奇跡が起きた二審判決
そのとき、選手会事務局のメンバーは大きな落胆を禁じえなかった。2004年9月3日のことだった。この一週間前に古田敦也選手会長(当時)は、オリックスと近鉄の球団合併を止める仮処分申請を東京地裁に出していた。
同年6月に突然、持ち上がって来た合併問題は、ここに至るまで選手たちを蚊帳の外に置いたまま押し進められていた。球団が減れば、約70人の選手たちが仕事を失くすことになるが、すでにNPBとオーナー側の決定によって将来的に1リーグ8チームという構想への道筋が一方的に敷かれつつあった。
選手会側は何度も団体交渉を求め、古田会長も新聞に投稿(「我々は対話を求めている」8月26日付朝日新聞)するなど、働きかけを続けてきたが、選手会を労働組合として認めようとしないNPBは一切呼びかけに応じず、8月27日に近鉄とオリックスは合併契約書に正式調印する。
これを差し戻すために古田会長は野球協約を下に「選手契約に関わる審議事項は、特別委員会の議決を経てから、実行委員会にかけるという規定がある。

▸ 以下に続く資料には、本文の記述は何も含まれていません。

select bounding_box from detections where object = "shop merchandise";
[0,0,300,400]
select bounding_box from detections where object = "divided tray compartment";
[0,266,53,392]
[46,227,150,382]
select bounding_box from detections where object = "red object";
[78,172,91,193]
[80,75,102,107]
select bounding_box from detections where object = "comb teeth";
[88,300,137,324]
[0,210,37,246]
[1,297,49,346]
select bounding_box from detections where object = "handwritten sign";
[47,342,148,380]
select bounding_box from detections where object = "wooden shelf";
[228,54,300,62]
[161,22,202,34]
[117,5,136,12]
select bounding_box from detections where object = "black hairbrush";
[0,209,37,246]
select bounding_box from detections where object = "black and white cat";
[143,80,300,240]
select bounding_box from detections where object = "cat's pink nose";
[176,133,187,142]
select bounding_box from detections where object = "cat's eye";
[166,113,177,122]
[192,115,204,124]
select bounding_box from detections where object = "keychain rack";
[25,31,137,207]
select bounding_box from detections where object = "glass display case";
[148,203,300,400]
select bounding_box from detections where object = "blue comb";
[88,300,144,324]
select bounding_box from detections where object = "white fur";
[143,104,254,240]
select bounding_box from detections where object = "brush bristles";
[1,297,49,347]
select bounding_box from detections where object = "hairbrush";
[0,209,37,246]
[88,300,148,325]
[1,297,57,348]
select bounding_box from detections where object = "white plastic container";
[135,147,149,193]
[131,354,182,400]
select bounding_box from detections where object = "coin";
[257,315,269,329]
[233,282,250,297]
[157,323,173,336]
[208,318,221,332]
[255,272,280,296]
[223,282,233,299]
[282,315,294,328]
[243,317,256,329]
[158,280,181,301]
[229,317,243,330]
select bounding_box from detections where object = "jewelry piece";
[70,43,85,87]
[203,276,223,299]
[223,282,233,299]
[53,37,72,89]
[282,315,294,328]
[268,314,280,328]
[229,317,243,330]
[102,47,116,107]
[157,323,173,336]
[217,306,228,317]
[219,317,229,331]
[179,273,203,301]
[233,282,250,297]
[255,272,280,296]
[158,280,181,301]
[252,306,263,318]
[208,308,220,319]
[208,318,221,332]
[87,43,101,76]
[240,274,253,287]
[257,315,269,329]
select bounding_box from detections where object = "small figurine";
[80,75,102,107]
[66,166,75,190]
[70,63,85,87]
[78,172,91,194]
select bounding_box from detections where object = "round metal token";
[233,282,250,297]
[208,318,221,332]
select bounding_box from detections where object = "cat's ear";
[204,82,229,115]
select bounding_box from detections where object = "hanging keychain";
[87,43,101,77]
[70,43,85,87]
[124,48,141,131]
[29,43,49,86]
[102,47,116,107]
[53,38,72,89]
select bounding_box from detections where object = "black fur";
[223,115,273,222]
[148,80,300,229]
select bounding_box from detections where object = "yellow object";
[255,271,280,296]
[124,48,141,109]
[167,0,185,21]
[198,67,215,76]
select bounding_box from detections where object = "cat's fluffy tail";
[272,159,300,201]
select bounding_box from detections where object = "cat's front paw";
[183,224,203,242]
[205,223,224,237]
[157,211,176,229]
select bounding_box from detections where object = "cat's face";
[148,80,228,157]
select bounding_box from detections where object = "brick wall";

この特別委を経ていないので合併は無効である」と主張して裁判所の権限で合併を一時的に止める仮処分申請を東京地裁に出したのである。
しかし、これが却下された。すがるように訴えた司法からの回答は、「特別委員会は選手契約について審議されるもので合併の議決事項には当たらない」というものであった。会長以下、選手会は即時、東京高裁へ抗告したが、もはやこれまでかという空気が支配していた。

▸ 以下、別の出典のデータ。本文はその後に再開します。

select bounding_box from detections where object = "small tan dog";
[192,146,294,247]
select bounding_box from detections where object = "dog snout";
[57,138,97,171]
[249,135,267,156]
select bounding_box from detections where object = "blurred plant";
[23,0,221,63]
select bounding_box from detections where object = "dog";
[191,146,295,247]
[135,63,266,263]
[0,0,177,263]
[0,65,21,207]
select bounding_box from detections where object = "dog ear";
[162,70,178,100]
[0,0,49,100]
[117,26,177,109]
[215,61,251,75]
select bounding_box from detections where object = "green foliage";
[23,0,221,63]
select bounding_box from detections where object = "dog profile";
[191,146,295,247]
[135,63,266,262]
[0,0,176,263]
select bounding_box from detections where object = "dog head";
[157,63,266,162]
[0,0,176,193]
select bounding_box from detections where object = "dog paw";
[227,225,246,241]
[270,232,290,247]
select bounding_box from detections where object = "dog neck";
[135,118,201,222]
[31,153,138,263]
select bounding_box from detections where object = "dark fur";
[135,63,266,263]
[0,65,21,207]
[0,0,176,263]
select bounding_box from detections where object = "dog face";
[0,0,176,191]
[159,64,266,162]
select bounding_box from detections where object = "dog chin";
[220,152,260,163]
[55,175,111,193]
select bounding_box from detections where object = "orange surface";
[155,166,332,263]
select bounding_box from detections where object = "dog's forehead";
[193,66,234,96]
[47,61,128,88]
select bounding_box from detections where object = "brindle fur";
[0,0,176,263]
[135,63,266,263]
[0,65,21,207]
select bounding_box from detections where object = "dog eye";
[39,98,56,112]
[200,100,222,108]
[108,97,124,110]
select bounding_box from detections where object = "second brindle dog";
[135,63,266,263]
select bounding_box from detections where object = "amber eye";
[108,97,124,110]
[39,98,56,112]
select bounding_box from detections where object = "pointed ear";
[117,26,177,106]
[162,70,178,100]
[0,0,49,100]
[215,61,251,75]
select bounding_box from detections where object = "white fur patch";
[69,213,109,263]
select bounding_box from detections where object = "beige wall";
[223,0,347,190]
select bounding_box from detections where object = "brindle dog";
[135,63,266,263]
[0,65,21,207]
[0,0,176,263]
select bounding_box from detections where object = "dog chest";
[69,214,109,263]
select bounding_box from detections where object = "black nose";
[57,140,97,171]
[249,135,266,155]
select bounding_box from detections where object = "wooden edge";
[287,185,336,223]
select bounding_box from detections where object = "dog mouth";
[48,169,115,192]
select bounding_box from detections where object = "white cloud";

二審で判決が覆るケースは、事実誤認や新しい証拠が提出された場合であり、特に民事ではその可能性は限りなく低い。選手会はストライキの準備をしていたが、NPB側は、「合併は経営側の問題であり、それを阻止しようとするストは違法だ」として対話を拒否し続けている。このままずるずると既成事実が積み上がり、11球団になってしまうのか。

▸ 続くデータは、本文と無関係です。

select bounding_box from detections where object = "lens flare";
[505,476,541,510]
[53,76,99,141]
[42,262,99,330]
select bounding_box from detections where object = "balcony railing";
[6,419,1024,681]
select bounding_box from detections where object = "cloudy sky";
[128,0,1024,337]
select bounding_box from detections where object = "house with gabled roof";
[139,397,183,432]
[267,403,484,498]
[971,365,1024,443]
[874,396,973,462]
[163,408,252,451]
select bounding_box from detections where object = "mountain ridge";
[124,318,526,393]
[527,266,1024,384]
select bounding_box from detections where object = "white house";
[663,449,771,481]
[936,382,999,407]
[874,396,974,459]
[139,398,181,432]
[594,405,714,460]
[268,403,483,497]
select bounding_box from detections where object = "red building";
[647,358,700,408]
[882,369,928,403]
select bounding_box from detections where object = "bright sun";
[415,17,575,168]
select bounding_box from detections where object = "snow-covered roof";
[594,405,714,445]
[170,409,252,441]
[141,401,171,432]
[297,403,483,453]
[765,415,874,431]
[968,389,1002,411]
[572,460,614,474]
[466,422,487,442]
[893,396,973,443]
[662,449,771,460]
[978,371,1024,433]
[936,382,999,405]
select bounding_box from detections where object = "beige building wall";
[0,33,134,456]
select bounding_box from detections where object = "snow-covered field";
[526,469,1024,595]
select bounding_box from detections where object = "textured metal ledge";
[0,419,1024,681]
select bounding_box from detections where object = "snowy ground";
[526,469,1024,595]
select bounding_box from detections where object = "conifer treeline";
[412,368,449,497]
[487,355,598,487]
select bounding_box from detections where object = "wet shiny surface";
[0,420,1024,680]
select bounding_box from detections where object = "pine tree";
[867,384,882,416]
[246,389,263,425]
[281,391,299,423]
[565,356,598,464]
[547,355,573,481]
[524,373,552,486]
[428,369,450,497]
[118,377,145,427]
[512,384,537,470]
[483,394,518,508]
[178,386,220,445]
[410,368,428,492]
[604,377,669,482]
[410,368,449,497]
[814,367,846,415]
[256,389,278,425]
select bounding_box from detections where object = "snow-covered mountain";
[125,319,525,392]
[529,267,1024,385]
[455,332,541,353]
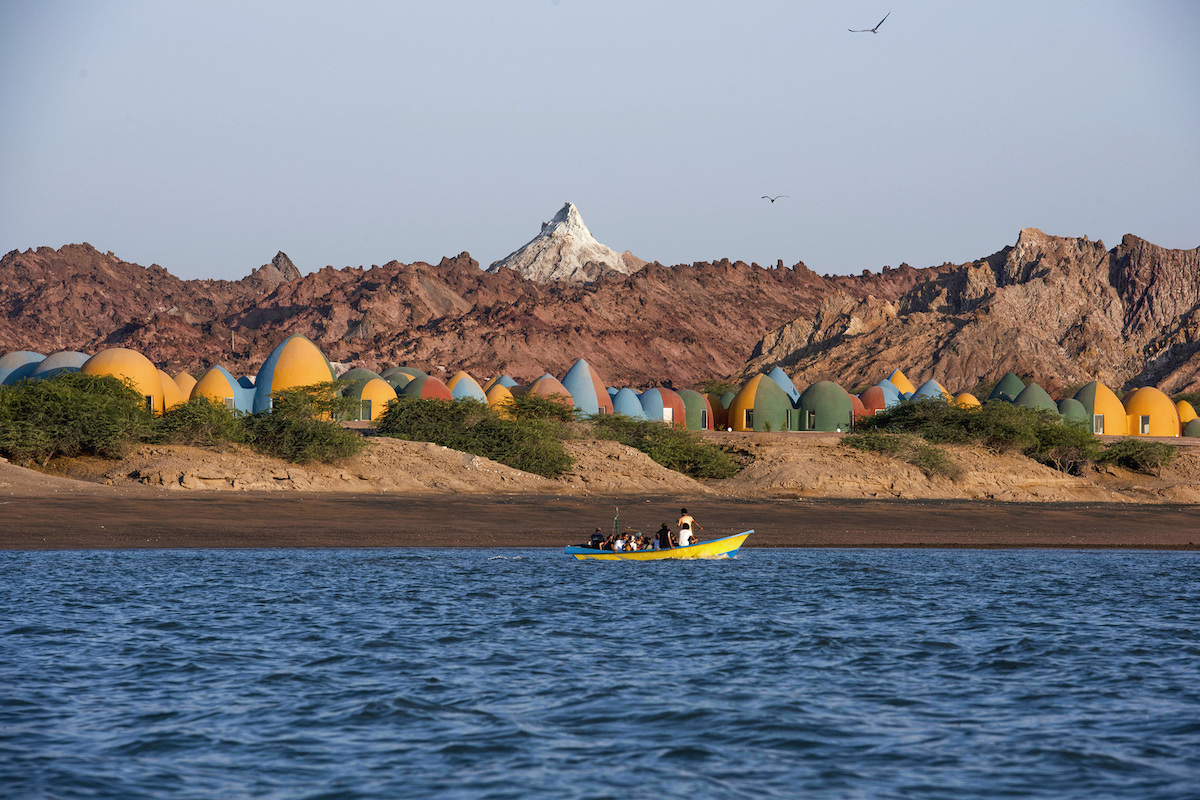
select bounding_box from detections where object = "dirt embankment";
[9,433,1200,504]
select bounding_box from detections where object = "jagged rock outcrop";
[245,251,300,294]
[0,245,859,385]
[743,228,1200,392]
[487,203,646,283]
[0,229,1200,392]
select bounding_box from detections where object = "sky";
[0,0,1200,278]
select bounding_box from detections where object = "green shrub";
[1098,438,1180,475]
[1025,422,1104,475]
[154,397,246,447]
[858,399,1102,474]
[841,431,962,480]
[907,443,962,481]
[505,393,578,422]
[271,380,361,420]
[376,398,575,479]
[0,372,152,465]
[241,411,366,464]
[588,414,739,479]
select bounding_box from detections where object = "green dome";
[1058,397,1092,426]
[1013,384,1058,416]
[798,380,854,431]
[988,373,1025,403]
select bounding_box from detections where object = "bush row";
[845,399,1178,475]
[0,372,364,465]
[377,395,738,477]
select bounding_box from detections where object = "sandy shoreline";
[0,492,1200,549]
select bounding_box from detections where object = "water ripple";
[0,549,1200,800]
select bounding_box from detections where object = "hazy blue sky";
[0,0,1200,278]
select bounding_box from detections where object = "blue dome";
[767,367,800,405]
[0,350,46,386]
[29,350,90,379]
[612,389,646,420]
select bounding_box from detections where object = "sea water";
[0,549,1200,799]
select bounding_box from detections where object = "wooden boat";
[566,528,754,561]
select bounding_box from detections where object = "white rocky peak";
[487,203,646,283]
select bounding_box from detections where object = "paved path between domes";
[0,492,1200,549]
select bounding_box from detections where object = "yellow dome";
[79,348,163,414]
[172,372,196,397]
[359,378,396,422]
[1124,386,1180,437]
[1075,380,1129,437]
[487,383,512,420]
[727,372,769,431]
[954,392,982,408]
[446,369,472,391]
[158,369,187,411]
[266,336,334,395]
[888,369,917,395]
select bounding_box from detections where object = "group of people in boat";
[587,509,701,553]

ところが、奇跡が起こった。9月8日、東京高裁は大方の予想通り抗告を棄却した。選手会の負けである。しかし、その決定の理由が事態を一気に逆転させたのである。
主任裁判官の竹内浩史は、地裁での決定を相当として覆さなかったが、「選手会は労働組合であり、NPBに対して団体交渉権をもつ」と明確に規定したのである。そしてこれまでNPBがそれを否認してきた態度を「誠実交渉義務違反」があったと記し「万一、誠実交渉義務を尽くさない場合には不当労働行為の責任を負う可能性があり、野球の権威に対する国民の信頼を失う」と結んだ。
その上で、「私には権限が無い」として混乱を収拾しないばかりか、「選手会の企てているストを潰せ」という怪文書を各球団のオーナーに秘密裏に送っていた当時の根來泰周コミッショナー(元東京高検検事長)の存在に触れて、「コミッショナーには著名な法律家(根来氏)が就任しており、当裁判所が選手会に団交権があると示せば、NPBはこれを尊重し実質的な団交が行われることが期待される」と強烈な皮肉とも言える一文で釘を刺している。